Beobachter berichten, dass insbesondere Spieler mit höheren Einsätzen und intensiveren Spielgewohnheiten solche Plattformen aufsuchen, weil sie dort ihre gewohnten Beträge und Spielweisen fortsetzen können, ohne durch regulatorische Grenzen beeinträchtigt zu werden.

Überprüfung des regulatorischen Rahmens durch die GGL

Angesichts der abweichenden Markteinschätzungen hat die GGL angekündigt, ihren bestehenden Rahmen zu überprüfen, um eine bessere Kanalisierung in den regulierten Markt zu erreichen und den Anteil des Schwarzmarkts langfristig zu reduzieren.

Diese Überprüfung umfasst Analysen der aktuellen Schutzmechanismen sowie mögliche Anpassungen, die Spieler verstärkt zu lizenzierten Anbietern führen sollen, während gleichzeitig die Integrität des Spielerschutzes erhalten bleiben soll.

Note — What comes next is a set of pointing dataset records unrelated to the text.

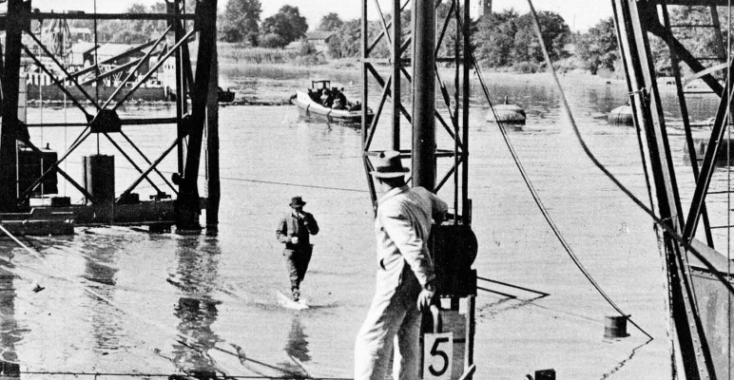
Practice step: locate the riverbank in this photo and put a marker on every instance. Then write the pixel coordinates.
(273, 84)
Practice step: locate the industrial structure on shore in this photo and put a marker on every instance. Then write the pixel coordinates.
(699, 278)
(28, 171)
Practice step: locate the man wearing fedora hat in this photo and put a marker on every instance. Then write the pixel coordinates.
(294, 230)
(405, 275)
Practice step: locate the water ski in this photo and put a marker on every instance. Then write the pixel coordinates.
(287, 302)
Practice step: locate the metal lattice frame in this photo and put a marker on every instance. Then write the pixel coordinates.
(190, 124)
(693, 296)
(456, 105)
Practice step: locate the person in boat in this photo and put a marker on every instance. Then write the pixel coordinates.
(405, 275)
(356, 106)
(294, 230)
(340, 100)
(326, 99)
(314, 95)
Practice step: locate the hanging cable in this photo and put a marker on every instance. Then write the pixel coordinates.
(672, 233)
(543, 209)
(728, 186)
(96, 64)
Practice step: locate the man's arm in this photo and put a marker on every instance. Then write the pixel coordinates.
(409, 243)
(281, 232)
(311, 224)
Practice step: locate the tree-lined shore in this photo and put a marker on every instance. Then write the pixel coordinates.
(503, 41)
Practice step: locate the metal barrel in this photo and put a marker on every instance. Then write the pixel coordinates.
(615, 327)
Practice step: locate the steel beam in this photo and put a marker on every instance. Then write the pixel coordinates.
(633, 19)
(188, 198)
(10, 124)
(396, 66)
(424, 94)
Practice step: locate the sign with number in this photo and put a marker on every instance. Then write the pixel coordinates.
(438, 354)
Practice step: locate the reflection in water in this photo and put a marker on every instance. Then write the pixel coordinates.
(297, 350)
(99, 267)
(297, 345)
(196, 276)
(9, 332)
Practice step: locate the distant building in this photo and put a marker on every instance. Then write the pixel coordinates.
(485, 8)
(319, 39)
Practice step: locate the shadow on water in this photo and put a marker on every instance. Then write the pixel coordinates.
(297, 345)
(10, 333)
(196, 273)
(99, 268)
(297, 350)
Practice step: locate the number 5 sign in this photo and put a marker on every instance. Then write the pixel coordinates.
(438, 353)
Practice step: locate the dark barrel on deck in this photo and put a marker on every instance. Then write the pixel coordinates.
(99, 178)
(615, 327)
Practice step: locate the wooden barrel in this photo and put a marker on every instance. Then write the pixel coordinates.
(621, 115)
(507, 113)
(615, 327)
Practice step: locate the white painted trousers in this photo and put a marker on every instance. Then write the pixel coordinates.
(392, 325)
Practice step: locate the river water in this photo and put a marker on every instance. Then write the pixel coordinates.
(122, 301)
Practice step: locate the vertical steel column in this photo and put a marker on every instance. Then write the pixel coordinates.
(8, 160)
(180, 88)
(365, 78)
(396, 64)
(188, 210)
(212, 146)
(632, 18)
(424, 94)
(467, 62)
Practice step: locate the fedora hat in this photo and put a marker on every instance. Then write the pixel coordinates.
(297, 201)
(389, 165)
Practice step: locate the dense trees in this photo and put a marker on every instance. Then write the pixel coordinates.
(598, 48)
(330, 22)
(506, 38)
(288, 24)
(239, 22)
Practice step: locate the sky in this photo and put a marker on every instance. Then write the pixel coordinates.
(580, 15)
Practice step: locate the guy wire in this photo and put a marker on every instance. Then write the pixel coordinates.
(672, 233)
(543, 209)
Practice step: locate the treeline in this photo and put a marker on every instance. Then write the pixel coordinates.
(504, 40)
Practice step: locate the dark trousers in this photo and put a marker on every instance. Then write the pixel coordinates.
(296, 261)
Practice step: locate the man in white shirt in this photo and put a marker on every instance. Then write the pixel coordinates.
(405, 275)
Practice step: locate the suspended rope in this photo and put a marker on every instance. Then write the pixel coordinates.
(663, 224)
(541, 206)
(728, 185)
(96, 64)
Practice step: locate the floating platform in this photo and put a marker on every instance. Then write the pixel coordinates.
(726, 150)
(508, 114)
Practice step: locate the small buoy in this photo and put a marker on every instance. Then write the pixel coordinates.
(507, 113)
(621, 115)
(615, 327)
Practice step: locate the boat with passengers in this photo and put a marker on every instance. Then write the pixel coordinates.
(330, 103)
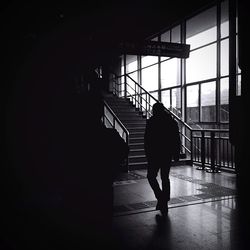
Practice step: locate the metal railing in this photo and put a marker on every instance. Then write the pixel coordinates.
(212, 149)
(110, 120)
(207, 147)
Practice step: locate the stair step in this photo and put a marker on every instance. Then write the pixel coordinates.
(135, 125)
(134, 134)
(134, 152)
(136, 145)
(137, 158)
(136, 140)
(135, 130)
(137, 165)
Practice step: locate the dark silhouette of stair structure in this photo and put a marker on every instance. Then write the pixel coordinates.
(135, 123)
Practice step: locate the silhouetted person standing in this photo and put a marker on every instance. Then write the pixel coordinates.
(162, 144)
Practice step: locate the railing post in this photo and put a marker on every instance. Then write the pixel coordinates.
(203, 154)
(125, 86)
(212, 147)
(191, 146)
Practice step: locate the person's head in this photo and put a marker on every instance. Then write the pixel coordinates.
(158, 109)
(94, 106)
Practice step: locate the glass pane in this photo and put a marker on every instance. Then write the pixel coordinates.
(151, 100)
(208, 102)
(165, 37)
(202, 38)
(155, 95)
(176, 101)
(131, 63)
(149, 77)
(224, 19)
(238, 87)
(165, 98)
(148, 60)
(238, 70)
(170, 73)
(176, 34)
(192, 103)
(131, 84)
(201, 64)
(201, 29)
(224, 53)
(224, 100)
(155, 39)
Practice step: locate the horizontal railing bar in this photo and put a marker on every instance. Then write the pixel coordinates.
(116, 118)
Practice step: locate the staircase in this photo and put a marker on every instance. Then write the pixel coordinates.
(135, 123)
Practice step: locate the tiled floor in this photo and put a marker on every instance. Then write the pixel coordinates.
(202, 212)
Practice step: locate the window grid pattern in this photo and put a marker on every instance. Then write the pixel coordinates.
(206, 71)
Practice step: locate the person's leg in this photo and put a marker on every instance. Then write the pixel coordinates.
(165, 169)
(165, 182)
(151, 175)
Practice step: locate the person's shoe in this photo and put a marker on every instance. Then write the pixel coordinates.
(164, 210)
(158, 206)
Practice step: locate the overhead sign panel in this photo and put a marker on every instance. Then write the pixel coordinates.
(154, 48)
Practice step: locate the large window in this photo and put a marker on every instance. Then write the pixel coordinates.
(149, 78)
(201, 64)
(192, 103)
(208, 102)
(224, 61)
(170, 73)
(224, 100)
(201, 29)
(195, 88)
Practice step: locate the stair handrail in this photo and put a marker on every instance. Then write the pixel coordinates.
(147, 93)
(185, 137)
(116, 119)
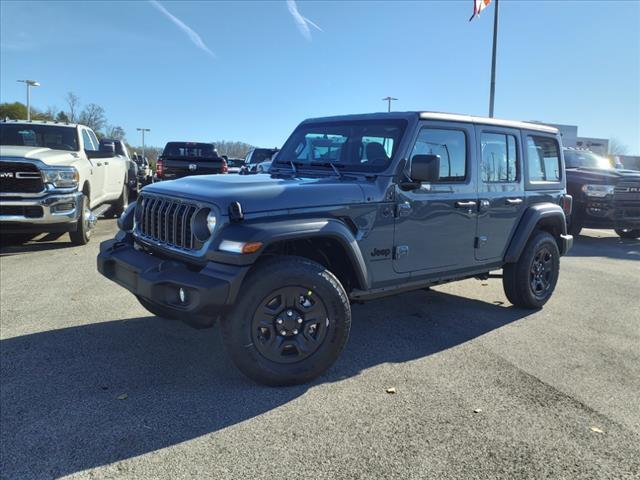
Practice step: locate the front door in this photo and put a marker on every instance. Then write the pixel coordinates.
(436, 223)
(500, 190)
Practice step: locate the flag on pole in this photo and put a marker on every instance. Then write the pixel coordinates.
(478, 6)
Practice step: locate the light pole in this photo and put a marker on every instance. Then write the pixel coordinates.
(389, 100)
(492, 91)
(29, 84)
(143, 130)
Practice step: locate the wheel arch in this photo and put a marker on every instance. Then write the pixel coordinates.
(329, 242)
(547, 217)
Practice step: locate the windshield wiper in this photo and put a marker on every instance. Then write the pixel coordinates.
(328, 164)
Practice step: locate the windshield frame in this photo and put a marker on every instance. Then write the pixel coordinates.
(39, 126)
(283, 160)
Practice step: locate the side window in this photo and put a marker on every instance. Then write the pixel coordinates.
(88, 142)
(95, 140)
(543, 155)
(450, 146)
(499, 158)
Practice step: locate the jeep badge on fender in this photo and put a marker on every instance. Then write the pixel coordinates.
(353, 208)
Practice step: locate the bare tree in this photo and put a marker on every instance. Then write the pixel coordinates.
(73, 101)
(93, 116)
(116, 132)
(616, 147)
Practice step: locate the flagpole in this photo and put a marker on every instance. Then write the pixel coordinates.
(493, 60)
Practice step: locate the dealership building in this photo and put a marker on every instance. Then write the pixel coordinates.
(570, 138)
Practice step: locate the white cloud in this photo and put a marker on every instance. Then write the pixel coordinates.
(302, 23)
(193, 36)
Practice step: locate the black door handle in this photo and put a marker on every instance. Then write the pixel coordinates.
(469, 204)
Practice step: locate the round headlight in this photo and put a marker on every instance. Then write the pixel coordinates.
(212, 220)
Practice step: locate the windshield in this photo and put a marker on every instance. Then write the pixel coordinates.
(48, 136)
(261, 155)
(188, 149)
(366, 145)
(584, 158)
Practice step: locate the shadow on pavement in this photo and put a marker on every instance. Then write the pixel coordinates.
(612, 247)
(60, 411)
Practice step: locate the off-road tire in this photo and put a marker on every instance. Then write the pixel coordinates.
(574, 227)
(121, 204)
(269, 277)
(629, 234)
(157, 310)
(82, 234)
(517, 277)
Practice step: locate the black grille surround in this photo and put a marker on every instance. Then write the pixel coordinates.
(168, 222)
(20, 177)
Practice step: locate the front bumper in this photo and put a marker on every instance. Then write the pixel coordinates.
(58, 212)
(608, 213)
(209, 291)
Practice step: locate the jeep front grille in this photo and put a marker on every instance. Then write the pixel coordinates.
(167, 221)
(627, 191)
(20, 177)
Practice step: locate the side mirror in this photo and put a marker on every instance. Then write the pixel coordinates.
(108, 147)
(425, 168)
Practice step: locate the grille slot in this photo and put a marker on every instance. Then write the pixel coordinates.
(20, 177)
(167, 221)
(627, 192)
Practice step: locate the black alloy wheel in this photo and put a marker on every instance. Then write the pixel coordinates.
(290, 324)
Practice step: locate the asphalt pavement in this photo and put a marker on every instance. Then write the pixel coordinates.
(93, 386)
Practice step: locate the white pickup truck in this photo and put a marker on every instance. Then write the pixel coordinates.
(56, 177)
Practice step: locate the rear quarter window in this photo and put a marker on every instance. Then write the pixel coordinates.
(543, 159)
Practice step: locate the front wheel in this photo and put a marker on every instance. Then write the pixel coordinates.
(530, 281)
(628, 233)
(290, 323)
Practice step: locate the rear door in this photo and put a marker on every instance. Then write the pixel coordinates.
(98, 170)
(436, 223)
(181, 159)
(500, 189)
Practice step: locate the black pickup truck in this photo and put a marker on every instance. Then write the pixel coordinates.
(603, 197)
(181, 159)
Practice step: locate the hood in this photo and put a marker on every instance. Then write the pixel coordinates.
(46, 155)
(261, 193)
(600, 175)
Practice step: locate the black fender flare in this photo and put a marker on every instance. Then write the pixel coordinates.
(270, 232)
(548, 213)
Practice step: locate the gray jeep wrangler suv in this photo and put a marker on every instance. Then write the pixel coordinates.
(354, 207)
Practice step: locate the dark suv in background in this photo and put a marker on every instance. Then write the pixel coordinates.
(354, 208)
(182, 159)
(603, 197)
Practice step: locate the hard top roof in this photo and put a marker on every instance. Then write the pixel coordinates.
(440, 116)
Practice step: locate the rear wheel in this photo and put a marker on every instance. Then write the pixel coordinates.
(290, 324)
(82, 234)
(530, 281)
(629, 233)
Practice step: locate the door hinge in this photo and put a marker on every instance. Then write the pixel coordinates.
(481, 241)
(403, 209)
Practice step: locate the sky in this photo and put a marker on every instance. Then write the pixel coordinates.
(251, 71)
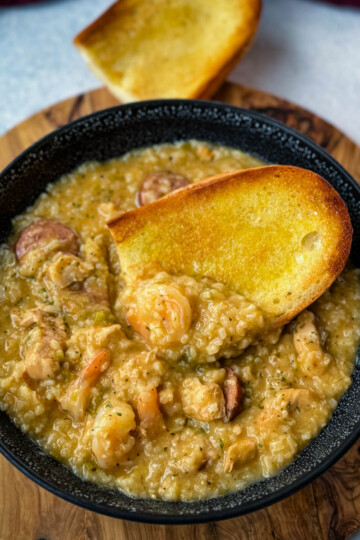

Im Juli 2026 laufen weitere Abstimmungen innerhalb der Behörde, um konkrete Schritte für eine verbesserte Marktdurchdringung des regulierten Segments festzulegen und die Wirksamkeit der bestehenden Regeln zu evaluieren.

Zusammenfassung der aktuellen Marktsituation

Die vorliegenden Daten zeigen eine klare Kluft zwischen der GGL-Einschätzung von 25 Prozent und den unabhängigen Werten über 50 Prozent, wobei die Rolle hochintensiver Spieler als treibender Faktor für den Schwarzmarkt deutlich hervortritt.

Die geplante Überprüfung des regulatorischen Rahmens zielt darauf ab, diese Diskrepanz durch gezielte Anpassungen zu verringern und eine stärkere Kanalisierung zu erreichen, ohne die zentralen Spielerschutzziele aus den Augen zu verlieren.